Assuming she receives full credit for good behavior, Winner will serve at least 85% of her sentence and has already served 34 months, according to her brief in support of her motion for compassionate release.

Winner said that as of April 9, there are at last 283 federal inmates and 125 Bureau of Prison employees who have tested positive for COVID-19, and her prison, FMC Carswell in Texas, has run out of hand sanitizer.

"Given Reality's vulnerability to COVID-19, prison is a particularly dangerous place for her," she said. "Inmates are confined to close quarters, eat meals in large dining halls, and use communal showers and recreational facilities."

Winner also said she has been examined by physicians, all of whom have found her to not be a threat to herself or others. She also said her offense was nonviolent, involved a single document, and was not on par with the Pentagon Papers or a massive WikiLeaks dump.

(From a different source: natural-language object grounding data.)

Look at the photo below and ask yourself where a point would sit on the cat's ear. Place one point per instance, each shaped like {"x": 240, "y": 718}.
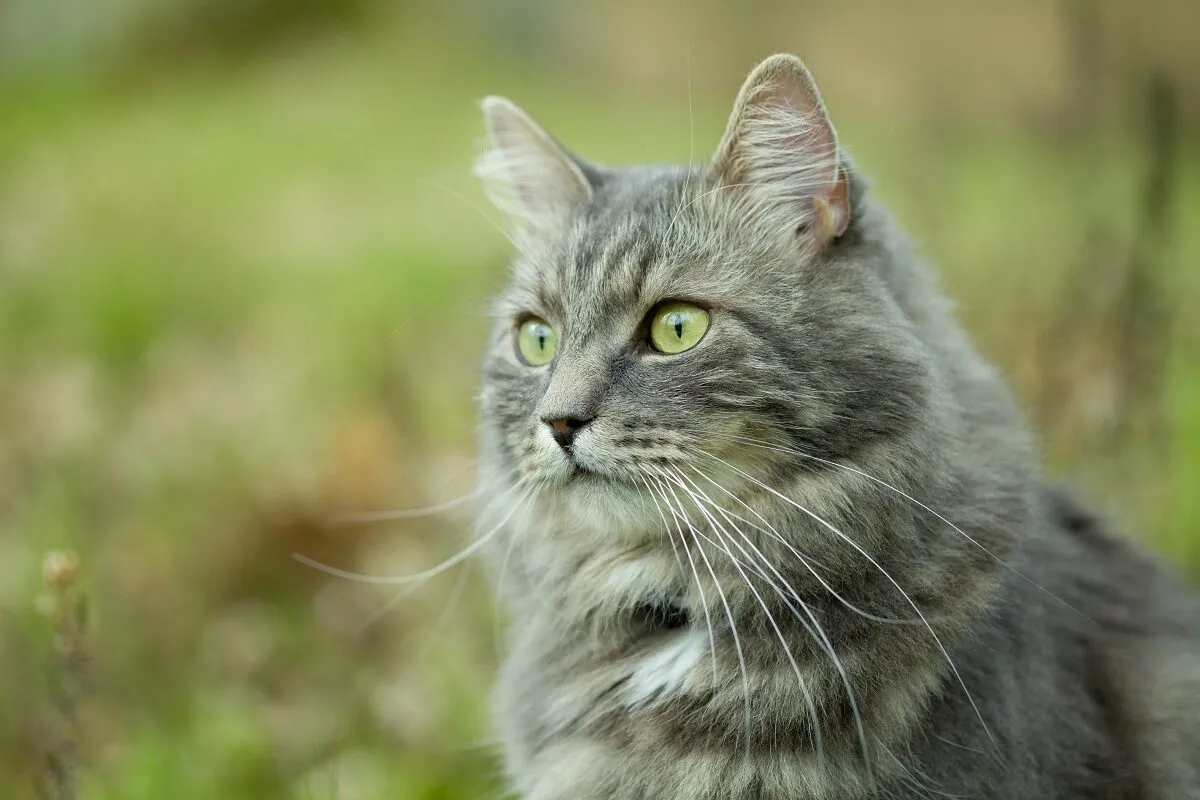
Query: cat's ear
{"x": 527, "y": 174}
{"x": 780, "y": 152}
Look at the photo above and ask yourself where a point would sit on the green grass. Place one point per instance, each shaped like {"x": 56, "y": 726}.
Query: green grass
{"x": 238, "y": 298}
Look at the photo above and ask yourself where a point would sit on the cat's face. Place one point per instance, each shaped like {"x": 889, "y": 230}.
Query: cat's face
{"x": 675, "y": 330}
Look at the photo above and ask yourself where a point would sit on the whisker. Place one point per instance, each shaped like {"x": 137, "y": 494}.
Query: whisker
{"x": 805, "y": 561}
{"x": 813, "y": 621}
{"x": 725, "y": 603}
{"x": 771, "y": 618}
{"x": 695, "y": 572}
{"x": 755, "y": 443}
{"x": 388, "y": 515}
{"x": 887, "y": 575}
{"x": 457, "y": 558}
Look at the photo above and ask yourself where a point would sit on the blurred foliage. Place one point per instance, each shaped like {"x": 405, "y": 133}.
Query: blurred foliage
{"x": 244, "y": 275}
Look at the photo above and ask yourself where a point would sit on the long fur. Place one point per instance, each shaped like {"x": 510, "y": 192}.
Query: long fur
{"x": 813, "y": 555}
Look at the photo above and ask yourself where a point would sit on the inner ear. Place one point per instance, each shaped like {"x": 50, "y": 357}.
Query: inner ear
{"x": 528, "y": 175}
{"x": 780, "y": 150}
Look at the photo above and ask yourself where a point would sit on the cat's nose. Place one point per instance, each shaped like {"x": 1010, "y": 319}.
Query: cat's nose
{"x": 564, "y": 428}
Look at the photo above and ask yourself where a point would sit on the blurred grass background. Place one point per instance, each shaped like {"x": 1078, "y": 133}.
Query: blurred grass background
{"x": 243, "y": 277}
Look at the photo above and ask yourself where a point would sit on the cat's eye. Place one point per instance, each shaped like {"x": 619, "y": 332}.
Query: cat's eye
{"x": 537, "y": 342}
{"x": 677, "y": 326}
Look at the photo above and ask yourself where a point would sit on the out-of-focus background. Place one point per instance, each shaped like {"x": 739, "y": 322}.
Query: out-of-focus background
{"x": 244, "y": 272}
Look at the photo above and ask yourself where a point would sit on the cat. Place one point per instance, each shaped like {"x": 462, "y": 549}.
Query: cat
{"x": 767, "y": 525}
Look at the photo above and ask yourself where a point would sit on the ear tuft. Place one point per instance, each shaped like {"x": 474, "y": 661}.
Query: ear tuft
{"x": 527, "y": 174}
{"x": 780, "y": 152}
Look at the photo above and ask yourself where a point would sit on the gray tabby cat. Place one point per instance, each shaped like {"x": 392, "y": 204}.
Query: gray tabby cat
{"x": 767, "y": 524}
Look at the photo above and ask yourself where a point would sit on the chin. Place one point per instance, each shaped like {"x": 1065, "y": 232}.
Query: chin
{"x": 612, "y": 509}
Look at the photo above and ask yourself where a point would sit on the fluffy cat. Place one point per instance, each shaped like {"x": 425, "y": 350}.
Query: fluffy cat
{"x": 766, "y": 523}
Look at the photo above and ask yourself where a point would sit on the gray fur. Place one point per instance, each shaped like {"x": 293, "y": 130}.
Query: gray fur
{"x": 834, "y": 374}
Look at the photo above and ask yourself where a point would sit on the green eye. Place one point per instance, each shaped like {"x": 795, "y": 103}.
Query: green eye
{"x": 677, "y": 326}
{"x": 537, "y": 342}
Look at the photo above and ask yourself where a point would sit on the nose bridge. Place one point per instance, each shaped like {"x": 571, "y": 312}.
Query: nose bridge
{"x": 577, "y": 385}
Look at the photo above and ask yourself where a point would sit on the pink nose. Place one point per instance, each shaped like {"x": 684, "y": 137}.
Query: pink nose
{"x": 564, "y": 428}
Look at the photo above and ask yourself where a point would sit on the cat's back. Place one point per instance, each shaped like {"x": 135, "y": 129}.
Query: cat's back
{"x": 1138, "y": 629}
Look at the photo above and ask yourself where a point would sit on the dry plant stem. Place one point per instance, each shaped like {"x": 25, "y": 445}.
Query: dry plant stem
{"x": 64, "y": 603}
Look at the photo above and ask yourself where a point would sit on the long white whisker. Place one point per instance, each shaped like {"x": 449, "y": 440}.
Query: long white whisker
{"x": 805, "y": 561}
{"x": 388, "y": 515}
{"x": 887, "y": 575}
{"x": 813, "y": 626}
{"x": 725, "y": 603}
{"x": 1005, "y": 564}
{"x": 695, "y": 572}
{"x": 457, "y": 558}
{"x": 771, "y": 618}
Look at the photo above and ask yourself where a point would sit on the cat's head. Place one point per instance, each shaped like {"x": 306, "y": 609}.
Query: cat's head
{"x": 718, "y": 329}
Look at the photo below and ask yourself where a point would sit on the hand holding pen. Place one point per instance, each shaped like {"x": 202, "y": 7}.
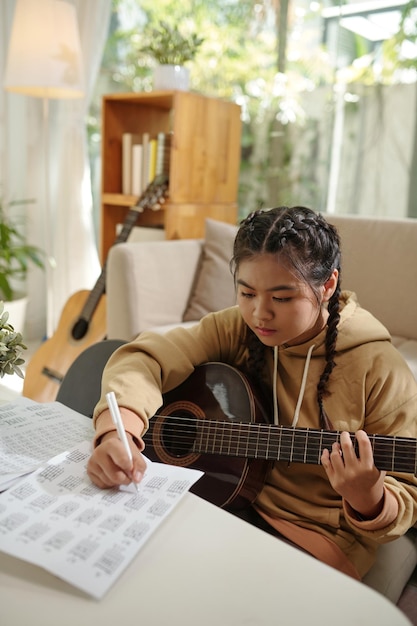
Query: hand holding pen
{"x": 117, "y": 420}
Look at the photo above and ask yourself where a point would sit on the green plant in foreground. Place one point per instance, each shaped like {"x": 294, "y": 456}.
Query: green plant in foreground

"Indeed, a three-year term is longer than every or almost every other case cited in her sentencing memorandum," Winner said. "Her continued incarceration during the COVID-10 pandemic may induce irreparable harm to her health. To prolong her incarceration further would be to impose a sentence 'greater than necessary' to comply with the statutory purposes of punishment."

The U.S. Department of Justice and counsel for Winner did not immediately respond to requests for comment.

Winner is represented by Joe D. Whitley of Baker Donelson Bearman Caldwell & Berkowitz PC.

Counsel for the government was not immediately available.

The case is U.S. v. Winner, case number 1:17-cr-00034, in the U.S. District Court for the Southern District of Georgia.